I wanted to speed up my neural network training so upgraded from a GTX1080 to a Titan V expecting a large increase in performance due to improved architecture, memory speed, etc.
Well, the 1080 is crushing the Titan V.
Transfer learning on alexnet and training on the same pool of images with identical settings
opts = trainingOptions('sgdm','InitialLearnRate',0.001, 'Plots', 'training-progress', 'MiniBatchSize', 512)
the Titan moves at approximately 164 seconds per iteration while the 1080 is cruising at a 62 seconds per iteration.
I'm flabbergasted that a GPU that is outclassed in every way somehow manages to win by such a large margin.
Does anyone have a similar experience or any explanation for why this might be happening?
Best Answer

I am posting here the same information with which I responded to your tech support request. Perhaps others will find this useful.
In my tests of transfer learning AlexNet, the Titan V was 5x faster than the K20c, 2x faster than the GTX1080 (same series but faster than the 970) and 1.3x faster than the Titan XP. This was running R2017b Updates 2 and 4.
GeForce cards on Windows in WDDM mode are significantly affected by the OS's supervisory interference, particularly when it comes to the speed of memory allocation. This makes them much slower for certain functionality that requires a lot of memory allocation than on Linux. The Titan V, which is very new and does not yet have fully optimised drivers, seems to be particularly affected by this.

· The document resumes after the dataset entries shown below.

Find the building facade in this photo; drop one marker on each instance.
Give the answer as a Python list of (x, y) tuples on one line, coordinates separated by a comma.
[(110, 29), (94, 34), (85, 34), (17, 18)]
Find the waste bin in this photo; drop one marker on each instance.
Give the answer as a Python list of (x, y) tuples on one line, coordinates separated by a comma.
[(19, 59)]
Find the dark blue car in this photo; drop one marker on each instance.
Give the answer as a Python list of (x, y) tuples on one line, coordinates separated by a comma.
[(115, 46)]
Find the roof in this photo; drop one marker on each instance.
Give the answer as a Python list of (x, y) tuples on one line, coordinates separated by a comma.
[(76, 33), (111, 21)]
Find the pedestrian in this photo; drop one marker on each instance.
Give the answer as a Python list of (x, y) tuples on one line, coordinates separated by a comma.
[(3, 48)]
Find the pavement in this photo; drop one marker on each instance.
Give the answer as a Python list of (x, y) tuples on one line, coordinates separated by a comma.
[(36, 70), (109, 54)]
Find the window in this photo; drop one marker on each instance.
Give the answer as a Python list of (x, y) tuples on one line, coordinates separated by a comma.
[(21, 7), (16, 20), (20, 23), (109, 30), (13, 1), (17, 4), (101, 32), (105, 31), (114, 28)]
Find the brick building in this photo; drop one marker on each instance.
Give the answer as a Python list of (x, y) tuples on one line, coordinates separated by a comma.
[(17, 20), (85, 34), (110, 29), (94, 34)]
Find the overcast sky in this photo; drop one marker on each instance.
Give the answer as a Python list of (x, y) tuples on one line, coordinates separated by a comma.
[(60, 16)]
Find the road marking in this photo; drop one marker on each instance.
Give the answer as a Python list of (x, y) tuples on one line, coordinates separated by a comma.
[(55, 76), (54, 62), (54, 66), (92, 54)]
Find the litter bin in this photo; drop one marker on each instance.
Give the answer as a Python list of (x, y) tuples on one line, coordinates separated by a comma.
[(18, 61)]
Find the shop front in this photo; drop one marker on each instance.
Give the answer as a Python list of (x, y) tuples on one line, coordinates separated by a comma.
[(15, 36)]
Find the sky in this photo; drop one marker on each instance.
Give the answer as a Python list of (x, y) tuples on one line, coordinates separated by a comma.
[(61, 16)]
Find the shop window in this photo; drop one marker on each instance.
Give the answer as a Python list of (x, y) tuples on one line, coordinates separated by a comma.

The solution is to put the Titan V into TCC mode. You will need to drive your graphics from another GPU or on-board graphics. Go to C:\Program Files\NVIDIA Corporation\NVSMI and run
to find out which GPU is your Titan V. Let us say it is GPU 1. Then type
nvidia-smi -i 1 -dm 1
and reboot.
In my own experiments I found that the Titan V was still slower on Windows for transfer learning of AlexNet than on Linux, but I do have a much slower CPU in my Windows machine, so it's probably just because of that. It may also be, as I say, that the Windows driver is not yet fully optimised - it is early days for the Titan V drivers.
An alternative work-around is to reduce the amount of raw allocation that is happening during training. You can either reduce the MiniBatchSize, or you can use a special Feature command to increase the amount of memory MATLAB is allowed to reserve:
>> feature('GpuAllocPoolSizeKb', intmax('int32'))
This has the side-effect of making MATLAB more likely to conflict with other applications using the GPU, but you can experiment with different pool sizes to find a balance. In WDDM mode you should see a considerable increase in performance due to the reduction in raw memory allocations, although in my experiments it didn't quite reach the performance of using TCC mode instead.
It's worth elaborating - you cannot judge how well a card will perform based entirely on raw computing power - all GPU algorithms require a combination of compute, memory i/o and CPU compute to function. GPUBench gives a reasonable indication of expected FLOPs for different kinds of algorithm, and Deep Learning is another kind of algorithm again.
MathWorks does not generally give hardware advice, so it is up to the customer to decide whether the Titan V is cost effective. Some things to take into consideration are:
  1. The Titan cards (V and XP) can be put into TCC mode whereas the 970 and 1080 cannot.
  2. The Titan cards support Remote Desktop when the card is not driving the display, the 970 and 1080 do not.
  3. The Titan V has a Tensor Core, which means that when MATLAB supports half precision Deep Learning, its performance will greatly increase over the Pascal and Maxwell architectures.
  4. The Titan V has excellent double-precision performance, unlike any other GeForce card. This means you can use it for other MATLAB functionality such as system modelling that requires the accuracy of double precision.
Hope this helps.